Econometrics II

Econ 620
Instructor: Nicholas M. Kiefer  (nmk1)


Cornell University
Department of Economics
Spring 2008

 

Introduction

This course deals with estimation and inference using economic models and economic data. We will cover the linear regression model and variations that arise when "ideal" conditions are not met. We will also cover, at the introductory level, maximum likelihood estimation, nonlinear models and simultaneous equation models. We rely heavily on lecture notes. These are available from the course web page : http://instruct1.cit.cornell.edu/courses/econ620   and lecture notes should be read in advance of the lectures.

Text Books

A good econometrics text is a valuable supplement: consider Judge et al Theory and Practice of Econometrics, Johnston's Econometric Methods, Goldberger A Course in Econometrics, or Ruud An Introduction to Classical Econometric Theory. If you are uncomfortable with matrix algebra you should review (perhaps in a group) as soon as possible - it will come fast in lecture. A guide to readings in Judge is included in the lecture notes.

Paper

A short (10 pages) paper reporting an application of econometrics is required. You may use any economic data sets. CISER is a potential source of data. Also check the business library. A project proposal of 1~2 pages (ideally 1 page) describing the question you will be looking at, the data you will use, and the relevant references to the literature must be submitted for approval by 2/14; it is to your advantage to do this as soon as possible.

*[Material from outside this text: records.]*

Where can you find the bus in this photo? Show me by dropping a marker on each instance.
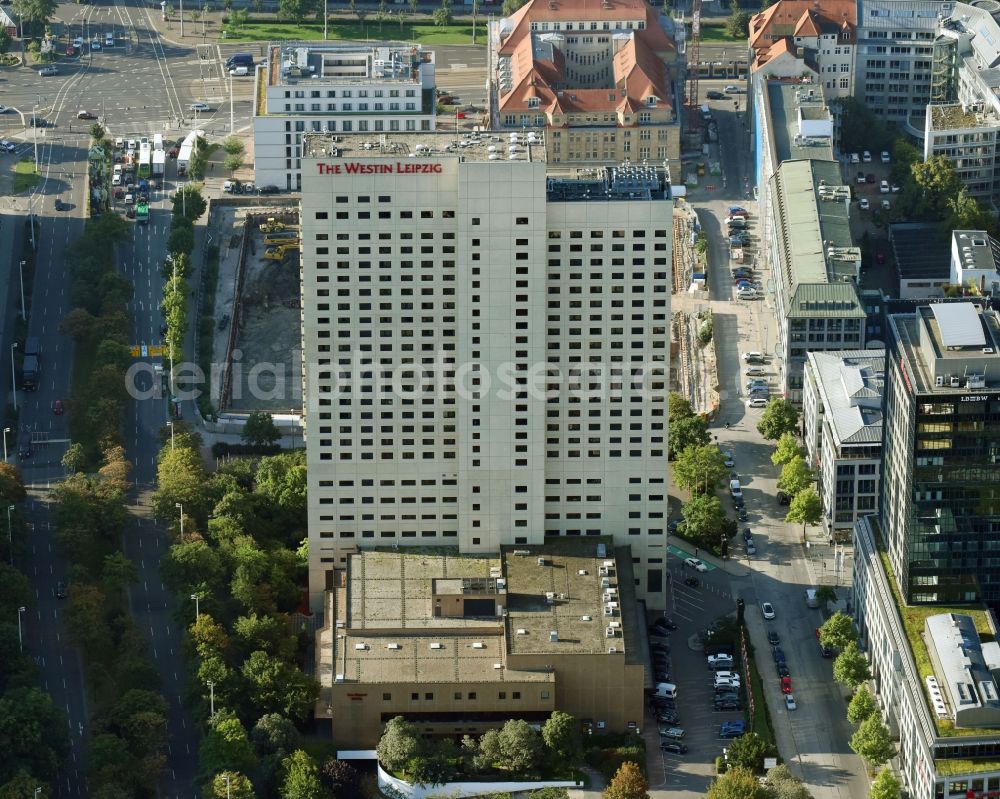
(145, 166)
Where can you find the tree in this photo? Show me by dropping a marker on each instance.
(232, 785)
(274, 734)
(704, 518)
(226, 747)
(862, 706)
(628, 783)
(701, 467)
(561, 734)
(341, 779)
(786, 449)
(749, 752)
(34, 10)
(872, 743)
(296, 10)
(795, 476)
(737, 783)
(279, 687)
(851, 667)
(738, 21)
(806, 507)
(686, 431)
(936, 183)
(520, 746)
(232, 163)
(837, 631)
(260, 429)
(398, 745)
(885, 786)
(784, 785)
(301, 779)
(779, 417)
(442, 14)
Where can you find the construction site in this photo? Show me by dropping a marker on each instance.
(257, 305)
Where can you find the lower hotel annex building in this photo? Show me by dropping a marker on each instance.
(486, 339)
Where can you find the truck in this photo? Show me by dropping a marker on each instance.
(145, 168)
(30, 369)
(272, 225)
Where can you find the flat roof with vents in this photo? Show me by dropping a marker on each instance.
(960, 325)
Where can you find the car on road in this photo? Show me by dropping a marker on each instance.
(732, 729)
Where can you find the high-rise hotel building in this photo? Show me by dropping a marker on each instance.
(485, 342)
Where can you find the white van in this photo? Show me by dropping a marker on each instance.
(666, 690)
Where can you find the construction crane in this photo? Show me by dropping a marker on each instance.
(693, 54)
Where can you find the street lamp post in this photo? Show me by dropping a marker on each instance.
(20, 271)
(13, 375)
(211, 699)
(10, 535)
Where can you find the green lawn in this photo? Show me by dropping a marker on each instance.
(421, 31)
(716, 32)
(25, 176)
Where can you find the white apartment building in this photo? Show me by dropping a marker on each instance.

Preliminary results will be presented to the class with the aid of handouts or transparencies beginning after the break. You will have 20 minutes for presentation - this is about the time allocated at the ES/AEA winter meetings and the ASA August meetings. You should plan to present at these meetings when you are on the job market and you might as well start practicing now. Have fun with these projects; this is what you are preparing to do for the rest of your careers. The final version of the paper is due at the end of classes (last lecture, that is,  5/1).

Grades

Grades will be based on the paper (35%), a midterm (20%), a cumulative final (35%), and on promptness in turning problem sets, the quality of your presentation, and participation in class discussion during the student presentations (10%). Failure to meet deadlines in turning in the proposal or the papers will be penalized heavily.

Midterm

The midterm will cover the first 14 lectures; the material required is thorough knowledge of the linear regression model, including GLS, and asymptotics at the level covered in class and notes. The midterm will occur on 3/13.

 

I encourage you to work together on problems and on the programming required for the projects.